Explore with a few more promising candidates, using lm and graphs
ggplot(data=RedWine, aes(y = `quality`, x = `sulphates`, `density`)) +
geom_jitter()+
geom_smooth(method="lm")
R2G <- lm(quality ~ `density` + `sulphates`, data = RedWine)
R2G
##
## Call:
## lm(formula = quality ~ density + sulphates, data = RedWine)
##
## Coefficients:
## (Intercept) density sulphates
## 97.314 -92.869 1.351
summary (R2G)
##
## Call:
## lm(formula = quality ~ density + sulphates, data = RedWine)
##
## Residuals:
## Min 1Q Median 3Q Max
## -3.1842 -0.5271 0.0158 0.4699 2.5116
##
## Coefficients:
## Estimate Std. Error t value Pr(>|t|)
## (Intercept) 97.3136 10.1778 9.561 <2e-16 ***
## density -92.8690 10.2219 -9.085 <2e-16 ***
## sulphates 1.3513 0.1138 11.873 <2e-16 ***
## ---
## Signif. codes: 0 '***' 0.001 '**' 0.01 '*' 0.05 '.' 0.1 ' ' 1
##
## Residual standard error: 0.7627 on 1596 degrees of freedom
## Multiple R-squared: 0.1093, Adjusted R-squared: 0.1082
## F-statistic: 97.89 on 2 and 1596 DF, p-value: < 2.2e-16
An increase in sulphates and density increase the quality level of the wine.
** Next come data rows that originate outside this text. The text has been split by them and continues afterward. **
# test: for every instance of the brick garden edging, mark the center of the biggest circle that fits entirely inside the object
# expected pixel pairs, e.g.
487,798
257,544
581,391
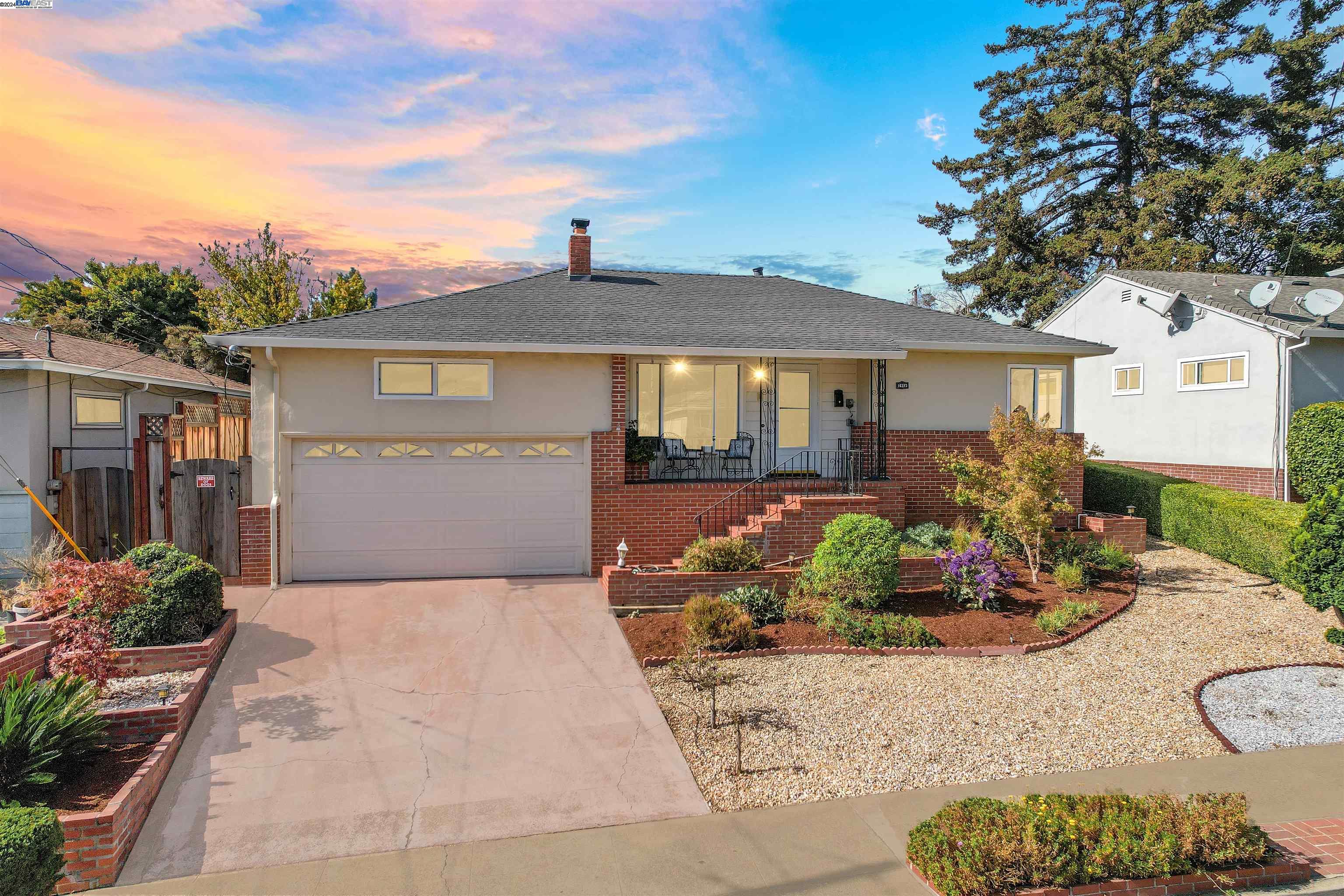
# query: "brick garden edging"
1283,872
1002,651
1199,690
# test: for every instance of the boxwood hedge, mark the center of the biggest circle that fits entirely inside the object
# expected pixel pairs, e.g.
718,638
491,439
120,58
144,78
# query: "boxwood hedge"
1248,531
1316,448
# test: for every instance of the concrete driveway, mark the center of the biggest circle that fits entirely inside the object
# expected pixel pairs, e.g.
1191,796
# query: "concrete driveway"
378,717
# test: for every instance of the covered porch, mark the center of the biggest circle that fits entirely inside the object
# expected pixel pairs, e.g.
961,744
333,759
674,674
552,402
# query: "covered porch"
741,420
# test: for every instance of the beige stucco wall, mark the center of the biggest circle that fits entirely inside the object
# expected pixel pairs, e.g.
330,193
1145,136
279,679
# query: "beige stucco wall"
331,393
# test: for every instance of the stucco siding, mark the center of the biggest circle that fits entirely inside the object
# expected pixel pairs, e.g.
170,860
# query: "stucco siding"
1218,427
1319,373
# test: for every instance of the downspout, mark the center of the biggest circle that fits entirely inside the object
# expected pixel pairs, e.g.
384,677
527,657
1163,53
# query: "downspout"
1288,402
275,466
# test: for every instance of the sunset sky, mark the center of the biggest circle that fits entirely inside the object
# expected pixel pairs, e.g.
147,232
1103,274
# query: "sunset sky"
440,146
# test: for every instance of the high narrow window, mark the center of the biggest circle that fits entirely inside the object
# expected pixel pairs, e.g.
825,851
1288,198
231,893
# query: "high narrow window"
1041,390
696,403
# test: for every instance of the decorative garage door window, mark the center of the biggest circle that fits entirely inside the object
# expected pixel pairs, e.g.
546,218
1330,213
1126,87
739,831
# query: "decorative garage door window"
405,449
332,449
476,449
546,449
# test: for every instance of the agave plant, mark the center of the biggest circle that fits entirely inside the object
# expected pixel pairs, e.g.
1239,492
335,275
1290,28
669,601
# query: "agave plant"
43,724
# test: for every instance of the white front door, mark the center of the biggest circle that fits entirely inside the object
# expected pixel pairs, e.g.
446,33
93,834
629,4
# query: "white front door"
397,508
796,407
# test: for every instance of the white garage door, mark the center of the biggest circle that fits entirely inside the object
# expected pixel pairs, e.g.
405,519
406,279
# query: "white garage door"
416,510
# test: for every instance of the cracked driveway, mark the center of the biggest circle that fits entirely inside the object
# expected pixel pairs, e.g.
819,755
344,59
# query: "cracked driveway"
378,717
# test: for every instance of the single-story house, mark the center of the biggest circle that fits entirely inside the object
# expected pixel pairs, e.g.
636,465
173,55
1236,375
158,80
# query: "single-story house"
1203,382
84,399
484,432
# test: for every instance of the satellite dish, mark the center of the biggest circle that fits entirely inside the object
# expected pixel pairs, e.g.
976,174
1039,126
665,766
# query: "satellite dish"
1323,303
1264,293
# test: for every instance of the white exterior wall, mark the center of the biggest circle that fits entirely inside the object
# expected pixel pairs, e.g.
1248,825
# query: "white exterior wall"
1219,427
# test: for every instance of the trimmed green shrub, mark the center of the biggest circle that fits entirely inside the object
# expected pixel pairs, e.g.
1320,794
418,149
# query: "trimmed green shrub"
721,555
1065,616
1111,488
979,847
764,605
858,560
183,602
1316,448
1246,531
33,851
1318,551
714,624
877,629
43,726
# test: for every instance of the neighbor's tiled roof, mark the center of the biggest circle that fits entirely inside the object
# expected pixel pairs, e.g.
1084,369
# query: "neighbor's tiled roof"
1283,312
662,309
18,342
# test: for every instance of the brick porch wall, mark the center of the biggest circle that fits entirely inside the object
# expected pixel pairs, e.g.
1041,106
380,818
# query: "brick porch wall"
1252,480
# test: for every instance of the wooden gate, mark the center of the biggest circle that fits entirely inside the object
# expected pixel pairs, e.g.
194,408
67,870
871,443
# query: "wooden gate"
205,511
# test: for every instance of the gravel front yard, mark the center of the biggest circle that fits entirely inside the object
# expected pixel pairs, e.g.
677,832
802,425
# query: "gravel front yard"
1121,695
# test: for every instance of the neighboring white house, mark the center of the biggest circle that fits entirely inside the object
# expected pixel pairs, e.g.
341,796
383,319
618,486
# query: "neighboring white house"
82,397
1206,390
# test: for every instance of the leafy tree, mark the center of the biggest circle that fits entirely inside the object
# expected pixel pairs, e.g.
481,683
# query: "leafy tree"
132,303
1116,143
257,284
343,294
1023,491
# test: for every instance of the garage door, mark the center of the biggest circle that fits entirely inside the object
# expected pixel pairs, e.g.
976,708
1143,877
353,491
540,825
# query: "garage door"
414,510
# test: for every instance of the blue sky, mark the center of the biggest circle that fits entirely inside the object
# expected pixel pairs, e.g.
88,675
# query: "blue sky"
445,146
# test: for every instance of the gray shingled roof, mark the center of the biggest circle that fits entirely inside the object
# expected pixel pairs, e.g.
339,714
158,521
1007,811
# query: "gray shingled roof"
1283,312
659,309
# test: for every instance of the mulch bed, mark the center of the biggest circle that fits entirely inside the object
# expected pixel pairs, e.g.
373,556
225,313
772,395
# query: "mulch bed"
662,634
97,780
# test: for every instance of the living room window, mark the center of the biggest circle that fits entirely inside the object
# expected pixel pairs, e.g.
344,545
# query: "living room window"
97,410
1127,379
1213,373
696,403
414,378
1041,390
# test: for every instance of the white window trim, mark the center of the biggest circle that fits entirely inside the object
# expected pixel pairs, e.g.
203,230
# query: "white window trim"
1208,387
74,410
433,379
634,394
1035,387
1127,367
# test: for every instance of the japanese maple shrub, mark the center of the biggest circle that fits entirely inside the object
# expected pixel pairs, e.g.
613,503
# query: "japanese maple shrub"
1023,490
973,578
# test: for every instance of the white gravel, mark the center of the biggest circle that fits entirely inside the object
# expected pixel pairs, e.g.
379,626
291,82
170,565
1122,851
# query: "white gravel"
1292,707
142,691
1121,695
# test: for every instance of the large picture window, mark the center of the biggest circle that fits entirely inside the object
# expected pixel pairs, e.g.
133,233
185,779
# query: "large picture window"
696,403
1041,390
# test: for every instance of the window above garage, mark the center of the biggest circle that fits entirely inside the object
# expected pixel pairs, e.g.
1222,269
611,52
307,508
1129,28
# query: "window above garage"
417,378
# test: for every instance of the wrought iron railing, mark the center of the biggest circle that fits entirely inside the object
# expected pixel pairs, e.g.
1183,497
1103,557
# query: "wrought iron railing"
803,475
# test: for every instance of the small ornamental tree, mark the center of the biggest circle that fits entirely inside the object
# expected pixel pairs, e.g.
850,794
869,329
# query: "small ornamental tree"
1023,491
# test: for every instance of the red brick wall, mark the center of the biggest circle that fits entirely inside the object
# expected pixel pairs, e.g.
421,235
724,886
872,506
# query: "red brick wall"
255,545
1252,480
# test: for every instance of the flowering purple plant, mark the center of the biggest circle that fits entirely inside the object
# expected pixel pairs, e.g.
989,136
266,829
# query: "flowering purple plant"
973,578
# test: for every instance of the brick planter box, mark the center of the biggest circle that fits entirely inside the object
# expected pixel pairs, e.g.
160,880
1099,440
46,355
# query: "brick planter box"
182,657
147,724
1284,871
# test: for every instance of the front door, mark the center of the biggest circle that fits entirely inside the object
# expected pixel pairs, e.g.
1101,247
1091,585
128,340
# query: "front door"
798,410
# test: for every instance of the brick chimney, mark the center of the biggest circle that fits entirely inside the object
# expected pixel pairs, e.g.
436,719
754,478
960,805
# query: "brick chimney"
581,250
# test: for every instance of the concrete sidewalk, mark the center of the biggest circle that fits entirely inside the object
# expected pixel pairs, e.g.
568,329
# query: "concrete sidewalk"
839,847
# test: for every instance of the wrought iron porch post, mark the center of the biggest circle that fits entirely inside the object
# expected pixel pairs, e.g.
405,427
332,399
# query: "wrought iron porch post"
768,414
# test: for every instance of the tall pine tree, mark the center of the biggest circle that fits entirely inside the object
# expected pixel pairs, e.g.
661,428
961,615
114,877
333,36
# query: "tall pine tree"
1120,143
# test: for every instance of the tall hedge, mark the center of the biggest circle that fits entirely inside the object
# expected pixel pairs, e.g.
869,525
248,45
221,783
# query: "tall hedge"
1248,531
1316,448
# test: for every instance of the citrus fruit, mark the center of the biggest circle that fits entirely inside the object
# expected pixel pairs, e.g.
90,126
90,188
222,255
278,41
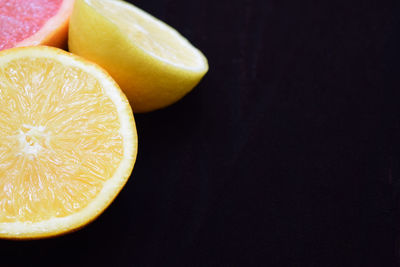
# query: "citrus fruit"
68,141
153,64
34,22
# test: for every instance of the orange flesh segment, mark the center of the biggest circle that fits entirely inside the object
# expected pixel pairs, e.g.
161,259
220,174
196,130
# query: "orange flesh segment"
59,139
20,19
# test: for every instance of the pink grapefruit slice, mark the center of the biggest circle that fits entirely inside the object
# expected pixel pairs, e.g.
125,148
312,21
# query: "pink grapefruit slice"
34,22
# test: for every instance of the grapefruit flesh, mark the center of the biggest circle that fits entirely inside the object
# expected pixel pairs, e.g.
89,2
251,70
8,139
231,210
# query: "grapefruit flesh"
34,22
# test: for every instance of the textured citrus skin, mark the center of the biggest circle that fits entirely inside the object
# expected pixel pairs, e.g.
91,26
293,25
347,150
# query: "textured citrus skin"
148,82
62,225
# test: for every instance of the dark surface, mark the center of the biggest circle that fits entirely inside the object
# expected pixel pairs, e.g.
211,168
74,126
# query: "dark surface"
286,154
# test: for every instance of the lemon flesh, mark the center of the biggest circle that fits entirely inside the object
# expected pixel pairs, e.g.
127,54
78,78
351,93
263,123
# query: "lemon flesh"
153,64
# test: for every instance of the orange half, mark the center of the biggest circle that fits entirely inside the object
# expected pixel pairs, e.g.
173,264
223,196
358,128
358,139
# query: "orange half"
68,142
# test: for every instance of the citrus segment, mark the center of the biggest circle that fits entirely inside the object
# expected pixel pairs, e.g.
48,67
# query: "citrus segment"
68,141
154,65
34,22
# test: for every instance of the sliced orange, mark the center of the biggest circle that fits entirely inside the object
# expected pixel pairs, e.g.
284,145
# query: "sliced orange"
34,22
68,141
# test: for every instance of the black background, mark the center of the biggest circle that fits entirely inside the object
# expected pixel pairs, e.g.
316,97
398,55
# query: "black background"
286,154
ggplot(data=RedWine, aes(y = `quality`, x = `residual.sugar`, `density`)) +
geom_jitter()+
geom_smooth(method="lm")
R3G <- lm(quality ~ `density` + `residual.sugar`, data = RedWine)
R3G
##
## Call:
## lm(formula = quality ~ density + residual.sugar, data = RedWine)
##
## Coefficients:
## (Intercept) density residual.sugar
## 93.27072 -88.04742 0.04974
summary (R3G)
##
## Call:
## lm(formula = quality ~ density + residual.sugar, data = RedWine)
##
## Residuals:
## Min 1Q Median 3Q Max
## -2.7891 -0.6095 0.1334 0.4465 2.5528
##
## Coefficients:
## Estimate Std. Error t value Pr(>|t|)
## (Intercept) 93.27072 11.19303 8.333 < 2e-16 ***
## density -88.04742 11.24311 -7.831 8.74e-15 ***
## residual.sugar 0.04974 0.01505 3.305 0.000971 ***
## ---
## Signif. codes: 0 '***' 0.001 '**' 0.01 '*' 0.05 '.' 0.1 ' ' 1
##
## Residual standard error: 0.7929 on 1596 degrees of freedom
## Multiple R-squared: 0.03719, Adjusted R-squared: 0.03598
## F-statistic: 30.82 on 2 and 1596 DF, p-value: 7.36e-14
Residual sugar and density seem to have little effect on the quality level.
ggplot(data=RedWine, aes(y = `quality`, x = `chlorides`, `density`)) +
geom_jitter()+
geom_smooth(method="lm")
R4G <- lm(quality ~ `density` + `chlorides`, data = RedWine)
R4G
##
## Call:
## lm(formula = quality ~ density + chlorides, data = RedWine)
##
## Coefficients:
## (Intercept) density chlorides
## 72.021 -66.455 -1.677
summary (R4G)
##
## Call:
## lm(formula = quality ~ density + chlorides, data = RedWine)
##
## Residuals:
## Min 1Q Median 3Q Max
## -2.7015 -0.6246 0.1459 0.4246 2.4980
##
## Coefficients:
## Estimate Std. Error t value Pr(>|t|)
## (Intercept) 72.0211 10.6710 6.749 2.07e-11 ***
## density -66.4546 10.7133 -6.203 7.04e-10 ***
## chlorides -1.6772 0.4296 -3.904 9.86e-05 ***
## ---
## Signif. codes: 0 '***' 0.001 '**' 0.01 '*' 0.05 '.' 0.1 ' ' 1
##
## Residual standard error: 0.7918 on 1596 degrees of freedom
## Multiple R-squared: 0.03977, Adjusted R-squared: 0.03856
## F-statistic: 33.05 on 2 and 1596 DF, p-value: 8.644e-15
As chlorides and density increase, the quality level decreases.